Primitive colored cells then had to evolve mechanisms for using the light energy absorbed by their pigments. At first, the energy may have been used immediately to initiate reactions useful to the cell . As the process for utilization of light energy continued to evolve, however, a larger part of the absorbed light energy probably was stored as chemical energy, to be used to maintain life. Green plants, with their ability to use light energy to convert carbon dioxide and water to carbohydrates and oxygen, are the culmination of this evolutionary process.

The first oxygenic (oxygen-producing) cells probably were the blue-green algae (cyanobacteria), which appeared about two billion to three billion years ago. These microscopic organisms are believed to have greatly increased the oxygen content of the atmosphere, making possible the development of aerobic (oxygen-using) organisms. Cyanophytes are prokaryotic cells ; that is, they contain no distinct membrane -enclosed subcellular particles ( organelles ), such as nuclei and chloroplasts . Green plants, by contrast, are composed of eukaryotic cells , in which the photosynthetic apparatus is contained within membrane-bound chloroplasts. The complete genome sequences of cyanobacteria and higher plants provide evidence that the first photosynthetic eukaryotes were likely the red algae that developed when nonphotosynthetic eukaryotic cells engulfed cyanobacteria. Within the host cells, these cyanobacteria evolved into chloroplasts.

There are a number of photosynthetic bacteria that are not oxygenic (e.g., the sulfur bacteria previously discussed). The evolutionary pathway that led to these bacteria diverged from the one that resulted in oxygenic organisms. In addition to the absence of oxygen production, nonoxygenic photosynthesis differs from oxygenic photosynthesis in two other ways: light of longer wavelengths is absorbed and used by pigments called bacteriochlorophylls, and reduced compounds other than water (such as hydrogen sulfide or organic molecules) provide the electrons needed for the reduction of carbon dioxide.

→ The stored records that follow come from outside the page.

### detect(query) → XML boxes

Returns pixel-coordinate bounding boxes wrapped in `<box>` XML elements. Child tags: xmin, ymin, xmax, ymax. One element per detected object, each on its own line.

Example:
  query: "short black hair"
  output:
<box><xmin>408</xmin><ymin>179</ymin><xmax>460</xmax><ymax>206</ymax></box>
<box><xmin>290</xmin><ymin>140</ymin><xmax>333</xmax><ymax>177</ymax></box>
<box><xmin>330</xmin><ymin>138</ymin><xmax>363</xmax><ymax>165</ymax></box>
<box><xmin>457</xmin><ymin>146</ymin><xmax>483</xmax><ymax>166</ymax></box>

Factors that influence the rate of photosynthesis

The rate of photosynthesis is defined in terms of the rate of oxygen production either per unit mass (or area) of green plant tissues or per unit weight of total chlorophyll . The amount of light, the carbon dioxide supply, temperature , water supply , and the availability of minerals are the most important environmental factors that affect the rate of photosynthesis in land plants. The rate of photosynthesis is also determined by the plant species and its physiological state—e.g., its health , its maturity, and whether it is in flower .

As has been mentioned, the complex mechanism of photosynthesis includes a photochemical, or light-harvesting, stage and an enzymatic, or carbon-assimilating, stage that involves chemical reactions. These stages can be distinguished by studying the rates of photosynthesis at various degrees of light saturation (i.e., intensity) and at different temperatures . Over a range of moderate temperatures and at low to medium light intensities (relative to the normal range of the plant species), the rate of photosynthesis increases as the intensity increases and is relatively independent of temperature. As the light intensity increases to higher levels, however, the rate becomes saturated; light “saturation” is achieved at a specific light intensity, dependent on species and growing conditions. In the light-dependent range before saturation, therefore, the rate of photosynthesis is determined by the rates of photochemical steps. At high light intensities, some of the chemical reactions of the dark stage become rate-limiting. In many land plants, a process called photorespiration occurs, and its influence upon photosynthesis increases with rising temperatures. More specifically, photorespiration competes with photosynthesis and limits further increases in the rate of photosynthesis, especially if the supply of water is limited ( see below Photorespiration ).